The Democratic legislation would, for the first time, require nearly all Americans to get health insurance. Medicaid would be expanded to pick up the near-poor, and middle-class households would get subsidies to help pay premiums.

Despite concerns raised by opponents, rationing was never really on the table. The four big ideas for slowing costs are: discouraging high-priced health insurance by taxing it; paying hospitals and doctors for quality care and coordination instead of sheer volume of procedures; aggressively seeking savings from Medicare; and restructuring the health insurance marketplace to make it more competitive.

Combine that with an ongoing push on prevention, and an unprecedented research effort to identify effective treatments.

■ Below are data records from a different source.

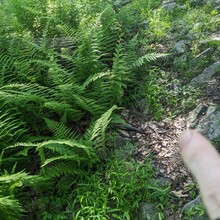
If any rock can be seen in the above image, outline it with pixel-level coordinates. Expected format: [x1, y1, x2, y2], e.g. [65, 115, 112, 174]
[182, 195, 203, 212]
[173, 40, 188, 54]
[189, 61, 220, 87]
[187, 104, 220, 141]
[138, 202, 158, 220]
[182, 196, 208, 220]
[114, 135, 136, 161]
[136, 98, 149, 116]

The goal: changing financial incentives across one-sixth of the economy.

Of the two bills, many experts give the Senate's higher marks for controlling costs, but some find the House version superior at reshaping the insurance market.

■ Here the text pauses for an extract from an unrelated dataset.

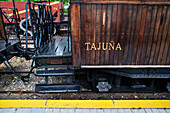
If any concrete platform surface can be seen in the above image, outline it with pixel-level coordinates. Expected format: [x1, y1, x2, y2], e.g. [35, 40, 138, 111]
[0, 108, 170, 113]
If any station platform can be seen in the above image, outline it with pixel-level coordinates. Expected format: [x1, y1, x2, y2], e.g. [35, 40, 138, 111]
[0, 100, 170, 113]
[0, 108, 170, 113]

Democrats have tossed out one potentially promising idea. Limits on malpractice lawsuits to reduce defensive medicine are nowhere in their legislation.

The uncertain outlook for costs was reflected in a report on the Senate bill issued over the weekend from Medicare economic analysts.

If no bill passes and no attempt is made to check medical inflation, Americans will spend an average of $13,818 on health care for every man, woman and child in 2019, the report indicated.

With the Senate bill, the corresponding figure would be $13,892.

Such a modest increase — about $75 per capita — may actually be a sign of thriftiness, considering that 34 million more people get covered. But it's not the turnaround Obama envisioned on costs when he pledged to save the typical family $2,500 on premiums.

White House experts are still predicting significant savings. Chief economic adviser Christina Romer estimates that premiums for a family policy could be $1,000 lower in 2019. Health care savings could boost the typical family income by $6,800 in 2030, she says.

Highly unlikely, says Republican health economist Gail Wilensky, who once ran Medicare. When it comes to controlling costs, the Democratic legislation "is pretty darn pitiful," she said. Still, Wilensky does not dismiss it.

"It's setting the stage, but that is not enough," she said, arguing for stronger language to quickly translate successful cost control experiments into national policy.